吾唯知足2026年5月1日号掲載分

吾唯知足 クマのぬいぐるみを「テディベア」と呼ぶ由来は第26代アメリカ大統領のセオドア・ルーズベルトの愛称「テディ」であることは有名。狩猟を趣味とするルーズベルトが1902年に熊狩りを行った際、傷ついた子熊(実は老いた雌熊というのが本当らしい)を撃つことを拒否したという「美談」が新聞紙面を飾ったことから、クマのぬいぐるみを「テディの熊」として売り出したところ大ヒット、クマのぬいぐるみ全般にこの愛称が定着したようだ▼現在、様々な「テディベア」があり、子供のみならず、大人にも愛好家が多いが、現実の熊となるとそうはいかない▼冬眠期間が明けるやいなやの4月、東北一帯で熊の目撃情報が続出、ついには21日、岩手県紫波町で山中に放置された軽乗用車の持ち主を捜索中の警察官が熊に襲われ重傷を負う。

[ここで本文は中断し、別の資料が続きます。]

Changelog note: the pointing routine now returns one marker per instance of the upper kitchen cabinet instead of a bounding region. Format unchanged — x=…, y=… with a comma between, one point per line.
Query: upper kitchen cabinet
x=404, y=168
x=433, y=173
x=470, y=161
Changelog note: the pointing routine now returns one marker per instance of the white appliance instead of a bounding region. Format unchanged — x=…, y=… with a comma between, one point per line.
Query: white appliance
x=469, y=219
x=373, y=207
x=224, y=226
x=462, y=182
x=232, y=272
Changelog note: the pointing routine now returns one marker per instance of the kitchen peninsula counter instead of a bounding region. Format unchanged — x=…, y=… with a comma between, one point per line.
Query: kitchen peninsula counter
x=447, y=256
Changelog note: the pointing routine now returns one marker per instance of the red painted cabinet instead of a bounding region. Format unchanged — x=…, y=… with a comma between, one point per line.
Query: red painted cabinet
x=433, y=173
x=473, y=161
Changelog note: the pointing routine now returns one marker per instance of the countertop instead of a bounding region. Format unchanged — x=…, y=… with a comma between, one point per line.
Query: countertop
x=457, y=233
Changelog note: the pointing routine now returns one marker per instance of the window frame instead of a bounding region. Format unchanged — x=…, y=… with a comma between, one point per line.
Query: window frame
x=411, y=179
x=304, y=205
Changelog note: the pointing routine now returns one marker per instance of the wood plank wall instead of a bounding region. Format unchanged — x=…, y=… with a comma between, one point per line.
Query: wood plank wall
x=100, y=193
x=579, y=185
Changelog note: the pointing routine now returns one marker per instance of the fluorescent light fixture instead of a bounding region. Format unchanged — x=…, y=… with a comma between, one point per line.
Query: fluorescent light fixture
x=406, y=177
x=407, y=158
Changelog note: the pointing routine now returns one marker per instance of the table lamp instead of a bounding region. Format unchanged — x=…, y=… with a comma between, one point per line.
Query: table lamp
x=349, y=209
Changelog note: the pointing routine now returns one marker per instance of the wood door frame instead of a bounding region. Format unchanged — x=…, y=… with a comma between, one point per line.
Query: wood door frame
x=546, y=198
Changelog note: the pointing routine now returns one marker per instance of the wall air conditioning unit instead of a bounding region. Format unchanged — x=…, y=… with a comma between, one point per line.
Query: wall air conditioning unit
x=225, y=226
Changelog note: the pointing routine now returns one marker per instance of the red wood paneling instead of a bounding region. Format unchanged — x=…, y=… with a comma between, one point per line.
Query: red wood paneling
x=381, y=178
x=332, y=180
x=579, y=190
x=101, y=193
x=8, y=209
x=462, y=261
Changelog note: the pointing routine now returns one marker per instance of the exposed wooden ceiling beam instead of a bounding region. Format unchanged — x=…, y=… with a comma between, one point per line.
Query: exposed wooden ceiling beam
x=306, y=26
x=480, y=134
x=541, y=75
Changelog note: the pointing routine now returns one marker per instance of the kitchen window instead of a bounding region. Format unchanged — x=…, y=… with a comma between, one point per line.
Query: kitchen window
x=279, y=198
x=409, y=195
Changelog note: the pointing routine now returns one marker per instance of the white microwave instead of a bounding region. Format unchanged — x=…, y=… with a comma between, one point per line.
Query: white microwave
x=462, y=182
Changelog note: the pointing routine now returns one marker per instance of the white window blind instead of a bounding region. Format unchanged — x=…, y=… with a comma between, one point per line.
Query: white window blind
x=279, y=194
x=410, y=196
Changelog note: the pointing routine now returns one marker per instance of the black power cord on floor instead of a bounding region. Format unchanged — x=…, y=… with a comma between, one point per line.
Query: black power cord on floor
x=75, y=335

付近には熊に襲われた可能性のある身元不明の女性の遺体も見つかっている▼22日には福島県西郷村の陸上自衛隊演習場で訓練中に発生した林野火災の消火後に隊員が熊に遭遇、負傷した▼環境省の資料では昨年度、捕殺された熊は全国で1万4311頭。過去最悪だった23年度の9099頭を遥かに超える▼インフラ整備においても山間での作業の安全対策が不可欠の時代になった。